Batizado como Geist Force, o projeto foi mostrado ao mundo durante a E3 de 1998 e foi visto por muitos como a resposta da Sega ao clássico Star Fox. Sendo o primeiro jogo da divisão norte americana para o console, a ideia seria colocá-lo nas lojas assim que o videogame fosse lançado deste lado do mundo, mas como sabemos, isso nunca aconteceu.
O que se falou na época é que o desenvolvimento havia sido cancelado devido a desentendimentos entre a equipe de desenvolvimento, o não cumprimento de prazos e até o ceticismo em relação a qualidade do jogo. Porém, Subotnick alega que o problema ia além de tudo isso.
Admitindo que o jogo se tratava de um clone do Star Fox, ele garantiu que apesar do título não trazer ideias novas, contava com uma narrativa bacana. O produtor então não hesitou na hora de apontar um responsável direto por o projeto ter sido engavetado.
“[Yuji] Naka veio nos visitar com a sua equipe, para conhecer o nosso estúdio e ver as nossas ferramentas e engine; tínhamos muita tecnologia proprietária e realmente legal — diria que até hoje, [tínhamos] muita coisa que não vi ser replicada no nível do que tínhamos. [Naka] não percebeu que as pessoas na minha equipe, muitas delas falavam japonês fluentemente, incluindo meu engenheiro chefe. [Naka] Começou falando em japonês, presumindo que ninguém entenderia; [ele] começou falando sobre quais partes da nossa tecnologia pegariam para o Sonic e então basicamente disse que assim que eles fossem lançados, que demitissem todo mundo, exceto um engenheiro que conhecia o sistema e o colocasse na nossa equipe do Sonic — e a minha equipe ouviu aquilo, então você pode imaginar como eles se sentiram. O Naka era muito poderoso na Sega naquela época.”
Subotnick então contou que tirando quem fazia parte da Visual Concepts e estava desenvolvendo o NFL2K e o NBA2K, apenas cinco dos seus engenheiros estavam trabalhando em um console de 128 bit nos Estados Unidos. Logo, sabendo da tempestade que estava por vir, o grupo decidiu aproveitar as ofertas de emprego que estavam surgindo e deixou a Sega.

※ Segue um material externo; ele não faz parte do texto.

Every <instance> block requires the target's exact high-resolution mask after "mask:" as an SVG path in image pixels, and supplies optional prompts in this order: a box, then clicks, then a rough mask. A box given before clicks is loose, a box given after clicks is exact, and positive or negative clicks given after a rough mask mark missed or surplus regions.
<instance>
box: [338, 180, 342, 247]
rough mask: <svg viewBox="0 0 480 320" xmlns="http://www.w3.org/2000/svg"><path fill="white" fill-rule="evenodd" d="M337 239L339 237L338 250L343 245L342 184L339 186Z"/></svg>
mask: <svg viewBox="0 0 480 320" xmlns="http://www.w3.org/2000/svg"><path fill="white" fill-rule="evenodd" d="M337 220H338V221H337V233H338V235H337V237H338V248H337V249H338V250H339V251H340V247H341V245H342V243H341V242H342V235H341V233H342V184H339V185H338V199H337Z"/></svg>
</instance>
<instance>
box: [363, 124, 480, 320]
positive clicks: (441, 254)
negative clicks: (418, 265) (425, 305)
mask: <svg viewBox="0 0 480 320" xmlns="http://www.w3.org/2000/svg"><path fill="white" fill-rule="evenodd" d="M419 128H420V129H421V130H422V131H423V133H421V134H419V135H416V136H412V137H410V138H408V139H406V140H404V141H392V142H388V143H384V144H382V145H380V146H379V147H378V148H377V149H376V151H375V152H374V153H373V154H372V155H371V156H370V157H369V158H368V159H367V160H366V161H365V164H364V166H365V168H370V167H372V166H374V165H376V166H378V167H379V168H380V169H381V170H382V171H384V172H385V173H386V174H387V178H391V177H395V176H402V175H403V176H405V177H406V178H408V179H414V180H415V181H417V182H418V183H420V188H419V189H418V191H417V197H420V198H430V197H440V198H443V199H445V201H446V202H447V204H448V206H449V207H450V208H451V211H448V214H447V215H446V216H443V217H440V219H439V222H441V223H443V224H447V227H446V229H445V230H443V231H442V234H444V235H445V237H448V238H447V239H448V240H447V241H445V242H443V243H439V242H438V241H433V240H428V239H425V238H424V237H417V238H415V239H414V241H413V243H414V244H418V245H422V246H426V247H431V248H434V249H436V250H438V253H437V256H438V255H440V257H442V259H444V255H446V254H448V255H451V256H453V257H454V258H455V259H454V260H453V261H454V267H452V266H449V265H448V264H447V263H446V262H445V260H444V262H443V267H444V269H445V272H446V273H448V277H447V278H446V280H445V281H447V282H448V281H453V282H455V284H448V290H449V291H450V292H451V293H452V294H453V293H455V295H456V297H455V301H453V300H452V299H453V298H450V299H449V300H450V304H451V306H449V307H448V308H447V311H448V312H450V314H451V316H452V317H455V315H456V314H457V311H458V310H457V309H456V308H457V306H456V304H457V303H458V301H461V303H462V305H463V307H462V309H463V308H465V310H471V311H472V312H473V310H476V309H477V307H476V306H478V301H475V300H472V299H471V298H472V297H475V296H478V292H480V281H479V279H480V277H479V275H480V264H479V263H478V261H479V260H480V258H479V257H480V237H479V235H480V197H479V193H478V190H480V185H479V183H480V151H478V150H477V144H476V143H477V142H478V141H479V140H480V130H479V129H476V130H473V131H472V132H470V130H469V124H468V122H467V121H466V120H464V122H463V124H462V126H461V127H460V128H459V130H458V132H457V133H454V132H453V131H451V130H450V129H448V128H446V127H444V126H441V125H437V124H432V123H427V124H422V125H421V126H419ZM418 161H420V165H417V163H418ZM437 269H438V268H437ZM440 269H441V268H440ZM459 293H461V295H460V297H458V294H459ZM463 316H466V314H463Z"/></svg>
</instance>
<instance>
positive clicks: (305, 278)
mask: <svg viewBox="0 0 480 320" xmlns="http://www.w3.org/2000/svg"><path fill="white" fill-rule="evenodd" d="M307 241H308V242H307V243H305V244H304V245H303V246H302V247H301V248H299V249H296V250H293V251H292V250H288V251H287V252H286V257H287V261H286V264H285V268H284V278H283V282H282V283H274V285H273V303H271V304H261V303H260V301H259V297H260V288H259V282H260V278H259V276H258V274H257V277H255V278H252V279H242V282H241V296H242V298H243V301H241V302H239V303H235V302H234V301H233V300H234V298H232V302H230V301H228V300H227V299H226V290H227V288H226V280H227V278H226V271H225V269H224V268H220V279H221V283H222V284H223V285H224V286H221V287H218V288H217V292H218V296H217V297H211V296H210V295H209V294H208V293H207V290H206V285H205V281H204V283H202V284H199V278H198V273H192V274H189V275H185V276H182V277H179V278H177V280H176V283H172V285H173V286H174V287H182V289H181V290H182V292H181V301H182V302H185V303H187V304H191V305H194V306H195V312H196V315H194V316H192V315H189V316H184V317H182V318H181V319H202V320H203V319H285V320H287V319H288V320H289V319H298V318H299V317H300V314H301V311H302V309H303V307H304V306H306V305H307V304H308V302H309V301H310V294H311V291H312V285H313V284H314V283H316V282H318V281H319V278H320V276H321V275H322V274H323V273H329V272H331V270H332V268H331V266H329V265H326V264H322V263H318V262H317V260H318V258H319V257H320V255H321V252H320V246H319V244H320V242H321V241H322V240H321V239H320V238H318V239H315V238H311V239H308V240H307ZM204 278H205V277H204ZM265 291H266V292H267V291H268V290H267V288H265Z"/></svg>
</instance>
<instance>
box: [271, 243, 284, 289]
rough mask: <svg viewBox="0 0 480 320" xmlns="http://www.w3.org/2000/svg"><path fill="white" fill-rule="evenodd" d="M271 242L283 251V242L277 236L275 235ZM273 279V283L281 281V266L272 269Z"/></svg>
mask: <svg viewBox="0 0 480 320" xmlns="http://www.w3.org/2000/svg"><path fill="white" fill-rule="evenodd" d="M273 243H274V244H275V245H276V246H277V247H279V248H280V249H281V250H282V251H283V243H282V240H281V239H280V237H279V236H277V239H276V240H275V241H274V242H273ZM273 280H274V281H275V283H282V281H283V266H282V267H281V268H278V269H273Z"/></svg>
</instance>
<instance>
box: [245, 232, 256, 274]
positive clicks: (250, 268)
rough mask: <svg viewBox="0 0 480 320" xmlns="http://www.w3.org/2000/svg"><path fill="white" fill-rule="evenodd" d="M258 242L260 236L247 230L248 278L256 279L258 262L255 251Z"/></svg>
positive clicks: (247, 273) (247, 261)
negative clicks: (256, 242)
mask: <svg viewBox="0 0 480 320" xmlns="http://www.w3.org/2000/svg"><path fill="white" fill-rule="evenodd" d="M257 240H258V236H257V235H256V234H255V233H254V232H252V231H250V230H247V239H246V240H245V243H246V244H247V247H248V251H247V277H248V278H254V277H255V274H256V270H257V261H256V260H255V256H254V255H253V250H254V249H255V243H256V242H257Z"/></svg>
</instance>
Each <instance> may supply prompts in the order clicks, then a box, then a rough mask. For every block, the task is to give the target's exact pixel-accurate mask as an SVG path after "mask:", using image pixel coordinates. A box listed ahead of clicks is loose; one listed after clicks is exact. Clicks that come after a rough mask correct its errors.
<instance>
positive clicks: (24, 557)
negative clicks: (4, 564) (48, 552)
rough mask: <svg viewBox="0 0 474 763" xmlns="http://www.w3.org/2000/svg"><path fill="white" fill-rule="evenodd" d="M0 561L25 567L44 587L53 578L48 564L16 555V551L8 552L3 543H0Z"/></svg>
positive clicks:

A partir daquele momento o desenvolvimento do Geist Force ficou numa situação terrível. Com uma engine proprietária nas mãos, mas sem pessoas qualificadas para tocar o projeto, o produtor precisou contratar, o que lhe consumiu meses preciosos e como ainda seria preciso treinar aquele pessoal, a criação do jogo estagnou.
O executivo chegou a pedir ajuda ao pessoal da Visual Concepts, único estúdio norte-americano com conhecimento do Dreamcast, mas como eles estavam muito ocupados criando seus próprios jogos, não houve outra opção que não fosse cancelar o desenvolvimento.
Embora uma versão jogável tenha aparecido na internet alguns anos depois, apenas algo entre 65 e 70% do jogo foi concluído e por isso nem dá para chamá-lo de beta. Aquela situação ainda faria com que Mark Subotnick deixasse a Sega of America, com ele passando a trabalhar na Microsoft e tendo ajudado no lançamento tanto do primeiro Xbox quanto do Xbox 360. Hoje o sujeito dirige a área de games criada pela Intel.
Mesmo sabendo que cancelamentos são comuns quando se trata do desenvolvimento de games e que apenas um jogo não seria suficiente para salvar o Dreamcast, é triste ver que algo tão interessante quanto esse “Star Fox da Sega” não viu a luz do dia. Caso o destino tivesse seguido por outro caminho, talvez aquele jogo tivesse dado origem a uma interessante franquia, mas isso é algo que nunca saberemos.
Já em relação a Yuji Naka, eu já declarei meu respeito pelo seu trabalho, com um portfólio repleto de títulos que me divertiram muito, mas é inegável como a sua carreira tem decaído com o passar dos anos. Eu também entendo que no caso do Geist Force ele possa ter tomado uma decisão pensando no bem da empresa, mas ouvindo o relato de Subotnick, como não achar que o japonês tratou a situação de uma maneira muito arrogante?
É aquela velha história de quanto menos soubermos em relação aos profissionais que admirarmos, melhor.